Resilience is the ability or capacity to quickly recover from difficulties. Systems that are resilient have less risk, a lower cost of ownership, and the ability to build upon the system. The CAP theorem of Consistency, Availability, and Partition applies to resilience within the domain of distributed systems but is instructive in regards to any system. The seven principles of resilience used in this episode were gleaned from the Stockholm Resilience Centre’s guidelines for general-purpose resilience. The first three involve systems design while the final four focus around team and organizational structure.
06:54 What is Resilience
“The ability of a substance or object to spring back into shape; elasticity”
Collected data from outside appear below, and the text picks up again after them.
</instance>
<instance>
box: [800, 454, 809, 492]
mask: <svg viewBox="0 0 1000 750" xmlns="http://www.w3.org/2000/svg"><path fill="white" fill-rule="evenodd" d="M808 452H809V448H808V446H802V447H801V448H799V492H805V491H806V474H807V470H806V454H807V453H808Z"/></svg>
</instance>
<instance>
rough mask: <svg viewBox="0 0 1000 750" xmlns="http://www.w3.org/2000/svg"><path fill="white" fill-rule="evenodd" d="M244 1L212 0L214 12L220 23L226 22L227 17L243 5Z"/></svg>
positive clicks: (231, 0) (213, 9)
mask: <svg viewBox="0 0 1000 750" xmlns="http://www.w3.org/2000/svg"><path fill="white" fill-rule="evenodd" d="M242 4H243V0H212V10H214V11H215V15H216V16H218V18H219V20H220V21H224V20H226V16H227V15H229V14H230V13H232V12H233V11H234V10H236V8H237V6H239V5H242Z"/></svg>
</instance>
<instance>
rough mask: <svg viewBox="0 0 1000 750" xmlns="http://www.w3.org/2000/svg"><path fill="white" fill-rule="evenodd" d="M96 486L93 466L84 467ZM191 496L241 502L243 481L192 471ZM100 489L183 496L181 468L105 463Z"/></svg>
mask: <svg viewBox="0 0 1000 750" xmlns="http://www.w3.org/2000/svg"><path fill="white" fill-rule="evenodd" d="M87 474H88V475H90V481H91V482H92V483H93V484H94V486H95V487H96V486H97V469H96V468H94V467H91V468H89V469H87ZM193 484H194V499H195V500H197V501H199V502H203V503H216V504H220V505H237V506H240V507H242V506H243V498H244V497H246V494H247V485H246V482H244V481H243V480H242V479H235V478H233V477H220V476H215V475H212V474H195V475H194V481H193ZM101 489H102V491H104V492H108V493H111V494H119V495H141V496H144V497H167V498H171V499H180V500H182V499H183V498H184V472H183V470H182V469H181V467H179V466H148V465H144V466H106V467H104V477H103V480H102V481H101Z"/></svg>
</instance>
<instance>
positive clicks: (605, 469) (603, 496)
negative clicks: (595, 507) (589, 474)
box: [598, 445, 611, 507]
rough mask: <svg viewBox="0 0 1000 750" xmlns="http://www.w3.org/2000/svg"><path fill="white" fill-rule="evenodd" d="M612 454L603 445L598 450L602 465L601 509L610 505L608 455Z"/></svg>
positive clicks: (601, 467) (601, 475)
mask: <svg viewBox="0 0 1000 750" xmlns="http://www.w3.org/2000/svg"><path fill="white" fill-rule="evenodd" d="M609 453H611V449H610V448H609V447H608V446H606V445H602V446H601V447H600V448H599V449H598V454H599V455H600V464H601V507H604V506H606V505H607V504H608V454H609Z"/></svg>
Resilience is the capacity to quickly recover from difficulties or problems. The Stockholm Resilence Centre provides guidelines for building resilient systems. The first three principles are actual system designs with the latter being team and organizational structure. In essence, these will work for any chaotic system that needs to be managed.
09:12 Why Systems Should Be Resilient
Resilience lowers the cost of ownership in a system by reducing the risk. It creates the ability to build on top of the system.
11:32 The CAP Theorem
Applies to resilience within the domain of distributed systems and consists of three principles of which only two can be in effect at one time.
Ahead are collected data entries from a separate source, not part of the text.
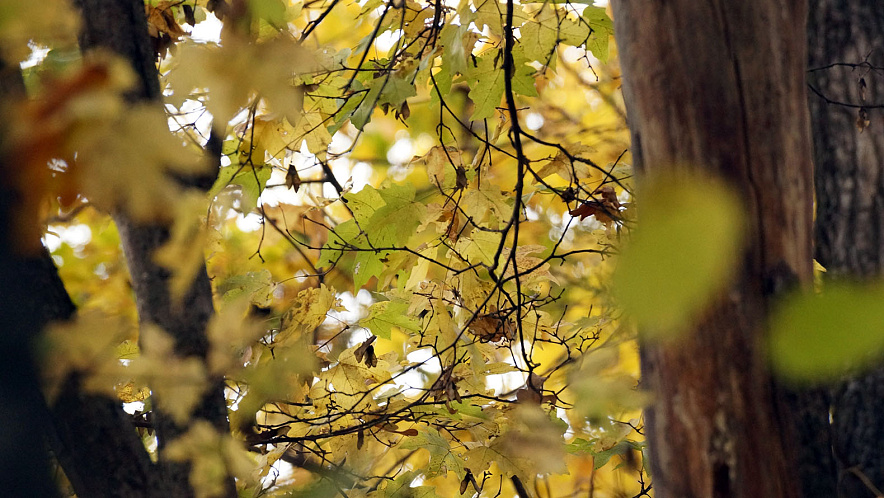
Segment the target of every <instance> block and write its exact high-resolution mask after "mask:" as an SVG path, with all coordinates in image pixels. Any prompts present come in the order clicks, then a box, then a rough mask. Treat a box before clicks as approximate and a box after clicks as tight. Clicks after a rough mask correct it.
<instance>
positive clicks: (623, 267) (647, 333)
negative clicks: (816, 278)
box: [613, 177, 743, 336]
mask: <svg viewBox="0 0 884 498" xmlns="http://www.w3.org/2000/svg"><path fill="white" fill-rule="evenodd" d="M638 202H639V221H638V228H637V229H636V232H635V236H634V237H633V240H632V241H630V243H629V245H627V247H626V248H625V249H624V250H623V254H622V256H621V257H620V261H619V262H618V264H617V269H616V270H615V274H614V277H613V280H614V292H615V295H616V297H617V299H618V300H619V302H620V304H621V305H622V306H623V309H624V310H625V311H626V312H627V313H628V314H629V315H630V316H631V317H633V318H634V319H635V320H636V322H637V323H638V326H639V328H640V330H641V331H642V332H643V333H645V334H646V335H649V336H662V335H666V334H672V333H675V332H678V331H679V330H680V329H682V328H684V327H685V326H687V325H688V324H689V323H690V321H691V320H692V319H693V318H695V317H696V316H697V315H698V314H699V313H700V312H702V311H703V309H704V308H706V306H707V305H709V304H710V303H711V302H712V300H713V299H715V297H716V296H717V293H718V292H720V291H721V290H722V289H724V288H725V286H727V285H728V282H729V280H730V278H731V276H732V275H733V274H734V272H735V270H736V269H737V267H738V265H739V264H740V260H739V257H738V256H739V254H740V253H741V249H742V247H741V244H742V234H743V223H742V213H741V207H740V202H739V200H738V199H737V197H736V196H735V195H734V194H733V192H731V191H730V190H728V188H727V187H726V186H725V185H724V184H722V183H720V182H718V181H713V180H711V179H708V178H700V177H694V178H690V179H686V178H684V177H679V179H677V180H675V179H669V181H667V179H666V178H657V179H655V180H652V183H651V184H650V185H648V186H647V187H646V188H645V189H644V190H643V191H642V192H640V193H639V201H638Z"/></svg>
- Consistency: Everything is up to date with the latest version at all times
- Availability: A guarantee that every request receives a response.
- Partition Tolerance: The system continues to operate despite network failure.
14:23 7 Principles of Resilience
- Maintain Diversity and Redundancy
Gives partition tolerance, if a system fails in one area the failure does not cascade into another.
- Manage Connectivity
Well-connected systems can recover quickly, yet overly-connected systems fail quickly.
- Manage Slow Variables and Feedbacks
A slow variable is one whose influence does not scale linearly. With disk space going from a lot to enough will not noticeably change performance. However, going from enough to not enough degrades performance rapidly.
- Foster Complex Adaptive Systems Thinking
Give up the illusion of perfect control, meaning let things go to a certain level. This is more an attitude than a systems design.
- Encourage Learning
Another attitude over system design, systems will have to be adjusted from time to time.
- Broaden Participation
Get stakeholders more deeply involved in the project to eliminate surprises, whether by error, unknown requirements, or political maneuvering.
- Promote Polycentric Governance
Also known as multi-level or multi-party governance. It is an organizational structure where multiple participants order their structure based on a general set of rules. In software design polycentricity reduces risks when scaling applications and systems.
- Maintain Diversity and Redundancy
IoTease: March is for Makers
March is for Makers is a movement started by Saron Yitbarek of Code Newbie and Scott Hanselman of HanselMinutes for their respective podcasts. All month long they will be interviewing makers and discussing hardware. Though not officially part of the movement to show our support we are dedicating IoTease this month to fun family projects that can be done each week.
- 1 x Arduino UNO
- 1 x solderless breadboard
- 1 x standard LED
- 1 x 220 Ohm resistor
- 2 x jumper cables
Tricks of the Trade
A brief philosophical talk about applying scaling beyond code to your life. Scale by doing one small thing many times. It’s easier to write then edit than doing them at the same time. Start applying the way you write software to your life.
We’ve been working on improving audio quality and learning as we go. Occasionally you will hear the drive on BJ’s laptop in his recording. We are working on fixing this issue, BJ wants an SSD for his laptop but until then he will have to move it away from his mic.